23/05/2024
Uranus (Marcel Aymé)
À Blémond, petite ville normande partiellement détruites par les bombardements anglo-américains, Archambault, ingénieur de profession, écoute sa fille Marie Anne jouer un air d’Edith Piaf au piano. Il est si fier de sa fille qu’il s’imagine que c’est du Chopin. Celle-ci s’est amourachée du fils Monglat issu d’une famille enrichie dans les trafics et le marché noir, mais résistante de la onzième heure. L’ingénieur a été contraint par la mairie d’héberger René et Maria Gagneux, couple d’ouvriers communistes et leurs quatre enfants. La cohabitation est déjà difficile, les deux femmes se disputant souvent au sujet de la cuisine. Et comme si cela ne suffisait pas, dans l’appartement déjà bien occupé, s’est ajouté un autre réfugié, Watrin, prof de maths sentencieux et un brin philosophe qui avait vu sa maison détruite dans un bombardement. C’est le temps de l’Epuration, de la chasse aux collabos. Il s’en trouve d’ailleurs un qu’Archambault, très imprudemment, autorise pour un temps à se cacher chez lui…

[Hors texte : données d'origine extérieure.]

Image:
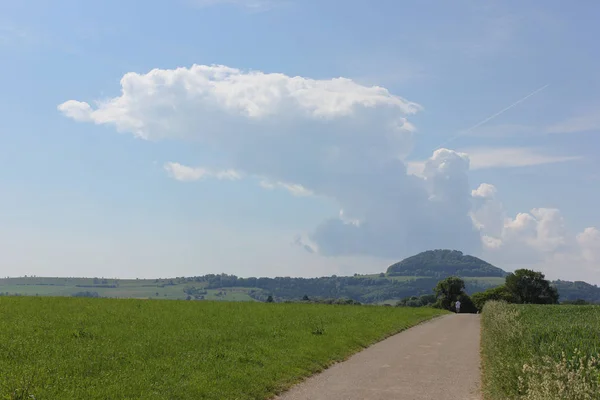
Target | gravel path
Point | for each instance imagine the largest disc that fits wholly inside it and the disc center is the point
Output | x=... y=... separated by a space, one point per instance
x=435 y=360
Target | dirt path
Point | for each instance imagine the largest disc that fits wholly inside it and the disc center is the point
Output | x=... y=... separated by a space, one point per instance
x=436 y=360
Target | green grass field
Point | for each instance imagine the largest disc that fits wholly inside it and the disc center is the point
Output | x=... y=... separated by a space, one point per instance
x=543 y=352
x=80 y=348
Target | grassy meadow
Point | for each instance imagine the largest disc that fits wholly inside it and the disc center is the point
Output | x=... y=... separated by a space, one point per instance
x=540 y=352
x=82 y=348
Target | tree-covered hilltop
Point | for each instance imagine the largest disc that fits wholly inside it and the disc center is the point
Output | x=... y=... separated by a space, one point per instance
x=442 y=263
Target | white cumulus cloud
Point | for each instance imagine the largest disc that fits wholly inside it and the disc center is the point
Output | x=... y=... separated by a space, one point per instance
x=537 y=239
x=342 y=141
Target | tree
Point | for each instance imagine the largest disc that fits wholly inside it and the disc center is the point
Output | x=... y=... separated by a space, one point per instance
x=447 y=291
x=530 y=287
x=499 y=293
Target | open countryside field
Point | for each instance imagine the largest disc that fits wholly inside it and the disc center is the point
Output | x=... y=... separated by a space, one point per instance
x=79 y=348
x=540 y=352
x=173 y=289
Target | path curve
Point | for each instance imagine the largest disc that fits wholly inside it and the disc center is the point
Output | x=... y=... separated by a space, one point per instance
x=438 y=359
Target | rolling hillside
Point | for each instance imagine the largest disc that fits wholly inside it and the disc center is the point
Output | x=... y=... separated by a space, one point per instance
x=414 y=276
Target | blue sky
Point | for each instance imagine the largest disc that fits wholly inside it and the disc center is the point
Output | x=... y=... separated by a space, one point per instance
x=242 y=163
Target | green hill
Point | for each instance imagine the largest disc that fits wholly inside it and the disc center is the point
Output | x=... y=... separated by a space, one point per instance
x=439 y=263
x=413 y=276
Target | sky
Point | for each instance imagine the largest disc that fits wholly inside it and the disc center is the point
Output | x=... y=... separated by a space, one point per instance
x=297 y=138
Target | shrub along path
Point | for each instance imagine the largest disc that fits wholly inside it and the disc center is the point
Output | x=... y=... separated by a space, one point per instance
x=435 y=360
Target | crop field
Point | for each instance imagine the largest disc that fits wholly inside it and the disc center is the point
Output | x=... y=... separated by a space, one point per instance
x=82 y=348
x=543 y=352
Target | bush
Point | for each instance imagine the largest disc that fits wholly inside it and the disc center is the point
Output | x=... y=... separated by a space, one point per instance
x=496 y=294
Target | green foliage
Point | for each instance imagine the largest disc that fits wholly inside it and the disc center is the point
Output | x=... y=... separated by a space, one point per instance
x=442 y=263
x=78 y=348
x=540 y=351
x=86 y=294
x=578 y=302
x=529 y=287
x=449 y=290
x=577 y=291
x=496 y=294
x=420 y=301
x=466 y=304
x=367 y=289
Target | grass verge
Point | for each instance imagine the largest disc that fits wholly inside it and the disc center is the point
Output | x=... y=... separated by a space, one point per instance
x=534 y=352
x=78 y=348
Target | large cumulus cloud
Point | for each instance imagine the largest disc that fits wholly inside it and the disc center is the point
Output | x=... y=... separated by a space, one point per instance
x=332 y=138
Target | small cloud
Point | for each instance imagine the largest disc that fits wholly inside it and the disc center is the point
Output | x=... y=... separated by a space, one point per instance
x=294 y=189
x=187 y=174
x=305 y=244
x=511 y=157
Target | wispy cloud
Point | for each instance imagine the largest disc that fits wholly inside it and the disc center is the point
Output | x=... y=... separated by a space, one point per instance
x=294 y=189
x=187 y=174
x=499 y=157
x=511 y=157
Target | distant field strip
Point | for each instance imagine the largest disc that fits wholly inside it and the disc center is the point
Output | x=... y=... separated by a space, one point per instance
x=534 y=352
x=79 y=348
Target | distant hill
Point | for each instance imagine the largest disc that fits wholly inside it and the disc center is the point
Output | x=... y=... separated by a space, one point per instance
x=442 y=263
x=414 y=276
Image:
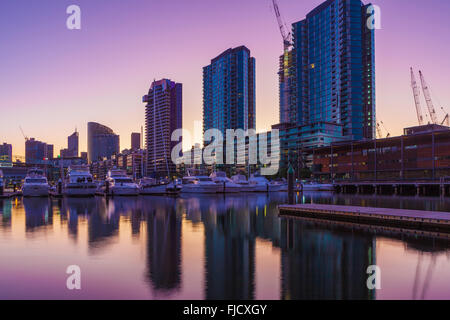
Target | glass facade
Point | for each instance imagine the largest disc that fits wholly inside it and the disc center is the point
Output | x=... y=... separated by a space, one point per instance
x=102 y=142
x=229 y=91
x=331 y=74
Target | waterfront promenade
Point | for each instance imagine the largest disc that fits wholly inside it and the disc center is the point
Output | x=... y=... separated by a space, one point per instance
x=409 y=219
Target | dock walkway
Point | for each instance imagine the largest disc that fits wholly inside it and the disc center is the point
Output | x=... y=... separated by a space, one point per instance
x=410 y=219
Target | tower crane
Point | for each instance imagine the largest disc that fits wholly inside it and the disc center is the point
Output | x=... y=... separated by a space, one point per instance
x=26 y=137
x=380 y=132
x=446 y=120
x=426 y=93
x=388 y=133
x=416 y=93
x=285 y=34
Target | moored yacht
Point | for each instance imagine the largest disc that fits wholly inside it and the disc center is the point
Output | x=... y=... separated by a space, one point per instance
x=35 y=184
x=150 y=186
x=315 y=186
x=260 y=183
x=120 y=184
x=279 y=185
x=199 y=184
x=226 y=184
x=79 y=182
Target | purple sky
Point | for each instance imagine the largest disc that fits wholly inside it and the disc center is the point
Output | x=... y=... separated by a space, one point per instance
x=53 y=79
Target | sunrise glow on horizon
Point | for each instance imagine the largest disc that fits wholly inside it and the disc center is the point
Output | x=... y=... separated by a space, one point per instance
x=54 y=80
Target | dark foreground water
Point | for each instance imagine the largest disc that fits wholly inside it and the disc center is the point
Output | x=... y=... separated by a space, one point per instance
x=212 y=247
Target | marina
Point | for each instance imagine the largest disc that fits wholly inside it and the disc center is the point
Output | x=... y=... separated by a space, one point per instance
x=222 y=246
x=409 y=219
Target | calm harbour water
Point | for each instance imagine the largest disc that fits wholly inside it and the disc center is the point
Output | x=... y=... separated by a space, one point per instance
x=212 y=247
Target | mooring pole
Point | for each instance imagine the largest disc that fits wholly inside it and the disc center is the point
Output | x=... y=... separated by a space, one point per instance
x=291 y=178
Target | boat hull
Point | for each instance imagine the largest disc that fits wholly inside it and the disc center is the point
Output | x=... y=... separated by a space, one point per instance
x=35 y=191
x=159 y=190
x=124 y=191
x=200 y=189
x=229 y=188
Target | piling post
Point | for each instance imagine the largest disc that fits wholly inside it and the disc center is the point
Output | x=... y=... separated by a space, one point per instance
x=59 y=188
x=291 y=178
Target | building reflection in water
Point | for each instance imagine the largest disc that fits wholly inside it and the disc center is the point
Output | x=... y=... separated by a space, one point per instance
x=229 y=247
x=163 y=244
x=318 y=259
x=103 y=224
x=324 y=264
x=5 y=212
x=37 y=213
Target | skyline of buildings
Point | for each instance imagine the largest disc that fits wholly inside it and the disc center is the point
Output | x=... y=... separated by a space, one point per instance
x=163 y=115
x=94 y=93
x=5 y=153
x=323 y=96
x=135 y=141
x=328 y=77
x=37 y=152
x=72 y=146
x=102 y=142
x=229 y=100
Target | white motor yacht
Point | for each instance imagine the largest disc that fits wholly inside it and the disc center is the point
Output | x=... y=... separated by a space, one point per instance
x=260 y=183
x=279 y=185
x=150 y=186
x=79 y=182
x=241 y=180
x=226 y=184
x=315 y=186
x=120 y=184
x=200 y=184
x=35 y=184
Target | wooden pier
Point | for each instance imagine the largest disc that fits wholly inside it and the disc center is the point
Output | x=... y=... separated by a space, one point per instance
x=408 y=219
x=7 y=195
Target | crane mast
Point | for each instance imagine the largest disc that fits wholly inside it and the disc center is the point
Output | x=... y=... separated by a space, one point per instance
x=416 y=93
x=287 y=36
x=426 y=92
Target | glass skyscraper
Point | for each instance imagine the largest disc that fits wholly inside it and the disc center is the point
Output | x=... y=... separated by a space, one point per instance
x=229 y=91
x=327 y=81
x=102 y=142
x=163 y=115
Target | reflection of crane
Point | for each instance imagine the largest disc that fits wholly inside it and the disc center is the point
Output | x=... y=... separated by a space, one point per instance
x=426 y=93
x=416 y=98
x=446 y=120
x=427 y=279
x=287 y=36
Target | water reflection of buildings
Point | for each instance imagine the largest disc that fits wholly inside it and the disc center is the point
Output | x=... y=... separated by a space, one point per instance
x=37 y=213
x=103 y=224
x=324 y=264
x=163 y=244
x=229 y=248
x=5 y=212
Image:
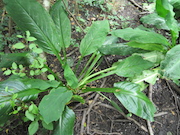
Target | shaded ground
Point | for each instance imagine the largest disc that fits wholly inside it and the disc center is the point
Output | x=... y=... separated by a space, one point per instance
x=96 y=116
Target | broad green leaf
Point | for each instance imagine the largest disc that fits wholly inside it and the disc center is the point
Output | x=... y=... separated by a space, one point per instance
x=132 y=66
x=70 y=77
x=171 y=64
x=26 y=90
x=33 y=127
x=154 y=19
x=31 y=39
x=30 y=16
x=78 y=98
x=154 y=56
x=18 y=46
x=94 y=38
x=165 y=10
x=7 y=72
x=7 y=59
x=147 y=46
x=147 y=76
x=14 y=65
x=119 y=49
x=134 y=100
x=175 y=3
x=54 y=104
x=47 y=126
x=51 y=77
x=140 y=36
x=29 y=115
x=109 y=90
x=110 y=40
x=62 y=22
x=66 y=122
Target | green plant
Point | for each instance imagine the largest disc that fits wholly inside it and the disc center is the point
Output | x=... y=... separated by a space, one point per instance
x=151 y=56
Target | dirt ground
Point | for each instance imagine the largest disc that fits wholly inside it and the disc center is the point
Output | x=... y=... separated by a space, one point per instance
x=96 y=116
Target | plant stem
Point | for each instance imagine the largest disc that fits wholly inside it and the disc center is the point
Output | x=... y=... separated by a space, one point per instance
x=102 y=76
x=79 y=61
x=97 y=73
x=54 y=74
x=87 y=64
x=98 y=56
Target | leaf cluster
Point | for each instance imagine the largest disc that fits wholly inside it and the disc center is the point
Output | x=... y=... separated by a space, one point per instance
x=150 y=56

« Uranus » est un roman social se déroulant à une époque assez terrible, où les Français ne s’aiment plus, où l’on dénonce à tout-va, où les femmes sont tondues pour avoir eu une faiblesse avec un soldat allemand, où un milicien se retrouve sauvagement torturé en public, les yeux crevés par une petite frappe laquelle s’en prend ensuite à Léopold, brave cafetier du coin, ancien lutteur de foire et grande gueule, outrée de se retrouver, sans la moindre raison, derrière les barreaux. Le lecteur devine dès le début que toute cette histoire ne pourra finir que par un drame. Les personnages sont fort bien campés, tous pleins d’humanité. Il n’y a pas vraiment de héros, rien que de petites gens avec leurs qualités et leurs défauts. Aymé montre parfaitement que dans les périodes difficiles, ce n’est pas le courage et encore moins l’altruisme qui règnent en maîtres, mais plutôt la lâcheté, les petits calculs, l'égoïsme et le conformisme moutonnier. Très agréable à lire (même et surtout à notre époque…) ne serait-ce que pour l’intérêt historique et pour le style inimitable de l’auteur, un des très grands de la littérature française du XXè siècle.